Step 1: Understanding the Concept:
In a simple harmonic oscillator (SHO) with displacement $x(t) = A \sin(\omega t + \phi)$, the kinetic energy is proportional to the square of the velocity. Squaring a trigonometric function doubles its frequency. Thus, the frequency of kinetic energy oscillation is twice the frequency of the displacement oscillation.
Step 2: Key Formula or Approach:
The angular frequency of kinetic energy oscillation ($\omega_{KE}$) is related to the angular frequency of the SHO ($\omega_{SHO}$) by:
\[ \omega_{KE} = 2 \omega_{SHO} \]
The linear frequency $f$ is related to angular frequency by $f = \frac{\omega}{2\pi}$.
Step 3: Detailed Explanation:
Given $\omega_{KE} = 176$ rad/s.
Using the relation $2 \omega_{SHO} = 176$:
\[ \omega_{SHO} = \frac{176}{2} = 88 \text{ rad/s} \]

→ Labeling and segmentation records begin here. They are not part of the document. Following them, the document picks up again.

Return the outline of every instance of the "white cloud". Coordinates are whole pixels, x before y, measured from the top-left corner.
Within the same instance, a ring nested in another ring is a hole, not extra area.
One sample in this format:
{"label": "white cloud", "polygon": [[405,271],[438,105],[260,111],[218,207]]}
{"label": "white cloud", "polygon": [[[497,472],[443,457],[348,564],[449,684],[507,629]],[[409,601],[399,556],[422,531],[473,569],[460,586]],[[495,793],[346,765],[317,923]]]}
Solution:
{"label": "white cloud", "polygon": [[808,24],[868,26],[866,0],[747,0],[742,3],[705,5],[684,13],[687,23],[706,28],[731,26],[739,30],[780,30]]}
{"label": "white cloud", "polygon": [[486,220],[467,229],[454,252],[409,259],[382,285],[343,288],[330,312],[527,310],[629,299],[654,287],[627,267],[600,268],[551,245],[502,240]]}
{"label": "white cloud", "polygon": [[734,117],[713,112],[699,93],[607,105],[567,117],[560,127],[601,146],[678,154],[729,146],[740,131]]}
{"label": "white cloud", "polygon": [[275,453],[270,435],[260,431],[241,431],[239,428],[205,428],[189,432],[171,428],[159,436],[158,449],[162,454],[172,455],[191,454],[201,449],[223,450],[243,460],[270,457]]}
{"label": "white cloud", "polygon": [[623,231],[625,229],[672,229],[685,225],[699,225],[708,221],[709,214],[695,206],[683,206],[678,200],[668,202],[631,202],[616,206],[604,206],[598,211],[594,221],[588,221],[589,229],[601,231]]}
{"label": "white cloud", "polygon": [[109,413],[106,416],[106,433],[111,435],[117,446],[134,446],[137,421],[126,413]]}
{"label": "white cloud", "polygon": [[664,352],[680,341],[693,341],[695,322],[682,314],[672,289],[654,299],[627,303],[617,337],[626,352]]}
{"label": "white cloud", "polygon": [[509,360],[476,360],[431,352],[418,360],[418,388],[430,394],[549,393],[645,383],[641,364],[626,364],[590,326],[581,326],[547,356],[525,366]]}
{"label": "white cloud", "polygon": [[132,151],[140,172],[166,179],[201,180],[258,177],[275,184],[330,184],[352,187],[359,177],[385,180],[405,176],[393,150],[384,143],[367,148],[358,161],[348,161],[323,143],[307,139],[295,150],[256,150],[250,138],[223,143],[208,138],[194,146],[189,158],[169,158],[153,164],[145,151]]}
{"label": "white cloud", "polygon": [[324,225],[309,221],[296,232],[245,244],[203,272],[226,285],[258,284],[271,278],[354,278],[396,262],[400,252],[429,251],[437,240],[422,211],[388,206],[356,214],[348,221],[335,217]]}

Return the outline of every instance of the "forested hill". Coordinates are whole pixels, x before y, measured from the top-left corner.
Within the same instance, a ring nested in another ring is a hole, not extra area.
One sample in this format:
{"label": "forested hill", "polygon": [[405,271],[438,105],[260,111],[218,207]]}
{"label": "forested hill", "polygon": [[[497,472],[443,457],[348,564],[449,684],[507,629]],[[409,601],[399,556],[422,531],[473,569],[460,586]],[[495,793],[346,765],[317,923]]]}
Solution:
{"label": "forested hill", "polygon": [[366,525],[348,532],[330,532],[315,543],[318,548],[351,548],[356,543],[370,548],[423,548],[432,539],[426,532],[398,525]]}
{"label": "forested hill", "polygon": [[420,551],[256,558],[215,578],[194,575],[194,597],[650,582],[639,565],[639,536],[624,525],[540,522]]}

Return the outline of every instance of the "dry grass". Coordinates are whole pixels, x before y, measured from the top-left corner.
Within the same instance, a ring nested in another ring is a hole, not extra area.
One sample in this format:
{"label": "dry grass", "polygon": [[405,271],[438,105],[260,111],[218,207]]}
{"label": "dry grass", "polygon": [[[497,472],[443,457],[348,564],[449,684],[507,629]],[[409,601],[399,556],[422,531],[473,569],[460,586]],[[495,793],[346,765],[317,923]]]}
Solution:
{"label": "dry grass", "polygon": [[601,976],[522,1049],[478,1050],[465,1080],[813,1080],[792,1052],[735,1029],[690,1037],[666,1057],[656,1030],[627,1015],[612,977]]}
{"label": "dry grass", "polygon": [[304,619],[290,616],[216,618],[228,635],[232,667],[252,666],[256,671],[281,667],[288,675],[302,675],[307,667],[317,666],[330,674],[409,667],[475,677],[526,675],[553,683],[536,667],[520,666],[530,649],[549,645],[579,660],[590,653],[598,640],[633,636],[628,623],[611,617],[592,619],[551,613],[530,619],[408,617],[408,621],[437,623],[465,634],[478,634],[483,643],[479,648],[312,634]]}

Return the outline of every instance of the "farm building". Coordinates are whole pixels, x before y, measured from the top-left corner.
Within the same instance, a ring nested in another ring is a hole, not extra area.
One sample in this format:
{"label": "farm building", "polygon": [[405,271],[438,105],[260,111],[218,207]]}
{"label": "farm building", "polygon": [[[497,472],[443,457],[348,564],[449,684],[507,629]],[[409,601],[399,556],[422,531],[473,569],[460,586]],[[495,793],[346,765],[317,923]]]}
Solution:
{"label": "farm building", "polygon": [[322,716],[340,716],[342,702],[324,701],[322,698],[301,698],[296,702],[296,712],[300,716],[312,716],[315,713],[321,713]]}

Now, calculate the linear frequency $f_{SHO}$:
\[ f_{SHO} = \frac{\omega_{SHO}}{2\pi} = \frac{88}{2 \cdot \frac{22}{7}} \]
\[ f_{SHO} = \frac{88 \times 7}{44} = 2 \times 7 = 14 \text{ Hz} \]
Step 4: Final Answer:
The frequency of the simple harmonic oscillator is 14 Hz.